高校の工業科の教師が、ものづくりの現場で長期研修を積む。
ヘルメットに作業服姿の男性2人が、工作機械メーカー中村
社員の指導を受けながら、宮前教諭は、マイクロ・メートル(1000分の1ミリ)単位で機械が正確に動くかどうかを確かめるため、測定器を機械の中に取り付ける。一谷教諭は、機械が削った金属が、仕様どおりの寸法かどうかを確かめる。温度によってサイズが変わらないように、工場内の室温は常に23度に設定されている。

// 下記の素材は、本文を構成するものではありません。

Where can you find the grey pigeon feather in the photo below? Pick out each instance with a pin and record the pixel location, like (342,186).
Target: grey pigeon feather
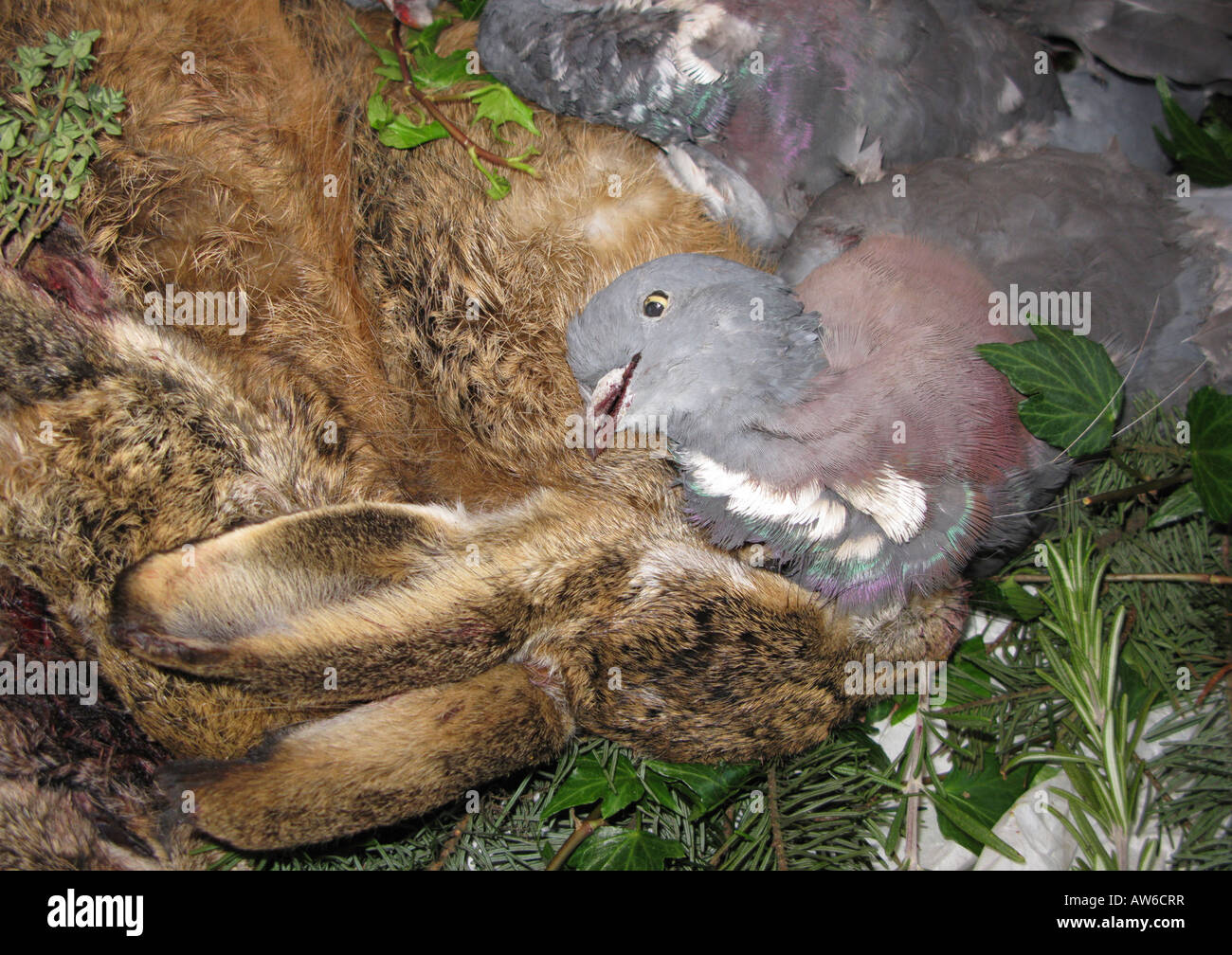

2人は9月から11月末までの3か月間、同社で研修を受けている。作業の流れを教わるだけでなく、コンピューター制御の複合旋盤や昔ながらの旋盤を使い、実際に金属を加工する実習の時間もある。
旋盤技術を教師になってから独学で身につけた宮前教諭は「知らないことだらけ。学校ではミリ単位の精度を出すのも大変だが、せめて100マイクロ・メートルの精度で作れるようにしたい」。
石川県教委が工業高校教諭を企業研修に派遣し始めたのは昨年度から。対象は機械系の学科がある8校の若手、中堅教諭。日進月歩で変化する専門的な技能を身につけてもらうとともに、その基礎となる旋盤の職人技を教わり、学校で生かすのが狙いだ。

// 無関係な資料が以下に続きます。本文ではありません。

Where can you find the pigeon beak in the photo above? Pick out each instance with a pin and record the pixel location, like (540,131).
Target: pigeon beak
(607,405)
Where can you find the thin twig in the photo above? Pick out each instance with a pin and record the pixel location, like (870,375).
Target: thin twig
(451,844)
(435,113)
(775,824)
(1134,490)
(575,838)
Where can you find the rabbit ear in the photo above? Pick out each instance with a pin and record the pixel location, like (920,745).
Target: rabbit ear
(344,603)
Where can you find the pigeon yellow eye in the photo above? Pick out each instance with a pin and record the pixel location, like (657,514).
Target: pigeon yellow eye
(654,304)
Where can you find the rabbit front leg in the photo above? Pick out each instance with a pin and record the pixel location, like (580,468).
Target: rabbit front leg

2人ずつ年3回、中村留に通わせる。3年間の事業で計18人が受講する。研修中は、臨時講師が授業を受け持つ。
受け入れ側の中村留の負担は大きい。指導役には専任の社員がつく。少なくとも1年に9か月は社員が取られることになる。県教委と一緒に研修カリキュラム作りに知恵を絞り、教師が試作する金属模型の材料費も会社負担だ。
それでも受け入れるのは「今の教育に風穴を開けたいからだ」と村本英二工場長(58)。「大学に進学できないから働くという工業高校の生徒が増えてきているが、企業は優秀で意欲を持った技能者が欲しい。先生にはその気になってもらわないと困る」と語気を強める。

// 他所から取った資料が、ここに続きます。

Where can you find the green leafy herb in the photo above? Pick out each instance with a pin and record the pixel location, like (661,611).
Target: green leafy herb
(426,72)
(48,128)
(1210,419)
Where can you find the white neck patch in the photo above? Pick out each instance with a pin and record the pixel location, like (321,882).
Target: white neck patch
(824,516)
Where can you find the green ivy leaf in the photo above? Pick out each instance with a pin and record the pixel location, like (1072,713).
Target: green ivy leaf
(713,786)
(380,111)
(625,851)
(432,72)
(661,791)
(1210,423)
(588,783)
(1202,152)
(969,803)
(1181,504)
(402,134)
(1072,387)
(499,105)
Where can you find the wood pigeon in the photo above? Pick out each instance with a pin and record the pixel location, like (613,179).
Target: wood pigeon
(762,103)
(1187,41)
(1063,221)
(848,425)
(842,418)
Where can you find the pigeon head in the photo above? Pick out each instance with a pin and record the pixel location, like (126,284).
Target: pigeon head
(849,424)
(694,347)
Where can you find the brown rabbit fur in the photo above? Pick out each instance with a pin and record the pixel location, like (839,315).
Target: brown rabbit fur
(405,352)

村本さんに言わせると「学校の先生には教養はあるが、品質やコスト、納期を念頭に置いた実際のものづくりの知識がない。ペーパードライバーが運転を教えているようなもの」。現場経験から、社会がどのような人材を求めているかを体感させたいという。
これまでの研修修了者からは「今の企業がどうなっているか、体験をもとに授業ができるので指導しやすくなった」「就業規則や現場での服装、安全についての指導など、体験した実社会の厳しさを進路指導で役立てたい」といった感想が届いている。
「先生の考えが変わってくれれば、研修は成功」(村本さん)。長期研修は教師の意識改革にもつながっている。(山田睦子、写真も)
工業科の教員免許取得 文部科学省が認定する大学の学科で特定の科目を履修することが必要。機械システム工学、電気電子工学、生命工学など、様々な学科が科目を開設している。旋盤操作など、学習指導要領にある内容は、少なくとも2単位以上の履修を課しているが、実際に旋盤に触れて実習を行っているかどうかは大学によって異なる。